Federico se salvó gracias a que los terroristas maniataron a su compañera tan malamente que ésta se pudo zafar poco después de que se huyesen del lugar del crimen a toda pastilla a bordo de un automóvil. El entonces profesor de literatura de un instituto del cinturón industrial de Barcelona tuvo que pasar semanas en el hospital para que uno de los balazos cicatrizase. El otro, el moral, tardaría mucho más en hacerlo. La misma prensa que había caldeado el ambiente detuvo la nave en seco, pero no para desdecirse y hacer una reflexión sobre los casi tres meses de furia que habían pasado desde la publicación del manifiesto, sino para recalibrar los cañones y afinar la puntería.

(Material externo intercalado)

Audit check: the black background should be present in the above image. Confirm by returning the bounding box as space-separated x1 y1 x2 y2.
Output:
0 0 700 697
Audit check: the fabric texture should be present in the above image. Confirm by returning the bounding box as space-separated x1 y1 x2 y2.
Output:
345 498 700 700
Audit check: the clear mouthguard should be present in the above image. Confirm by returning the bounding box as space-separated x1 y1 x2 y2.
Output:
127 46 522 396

Hechas las oportunas comprobaciones, el sanedrín habló. Si no lo había preparado el propio Losantos, ya se lo habrían preparado para que pudiese seguir yendo de víctima. Los partidos nacionalistas, entretanto, hicieron mutis por el foro negándose a condenar el atentado. Los otros, es decir, la izquierda catalana cuyos líderes burgueses vivían –y muy bien– del voto charnego del cinturón, lo condenaron de boquilla. Hablaban de un “oscuro atentado” perpetrado por un “grupo desconocido”. Cuatro años más tarde, cuando los pistoleros fueron detenidos, se supo que el grupo de oscuro no tenía nada y de desconocido menos. Se trataba de Terra Lliure, una banda criminal creada a imagen y semejanza de la ETA y que estaba a partir un piñón con el nacionalismo radical, muy cercano en fines, que no en medios, con el llamado nacionalismo moderado.

Para entonces Federico Jiménez Losantos y buena parte de los 2.300 habían abandonado Cataluña para siempre. Esta quizá sea la consecuencia más triste y duradera de aquellos meses de cólera que sucedieron al manifiesto. El manifiesto de los 2.300 se convirtió en el éxodo de los 2.300, número que iría creciendo con el tiempo. Barcelona, albergue de los extranjeros, patria de los valientes, capital oficiosa de España durante más de cien años, se metió un tiro en el pie y desde entonces cojea. Decenas de miles de profesionales jóvenes muy cualificados tomaron la puerta y se fueron de una tierra que en algunos casos les había visto nacer y en otros les había acogido con los brazos abiertos sólo unos años antes. Sobre la pradera incendiada no volvió a crecer la hierba… y así hasta hoy, 30 años y un siglo después.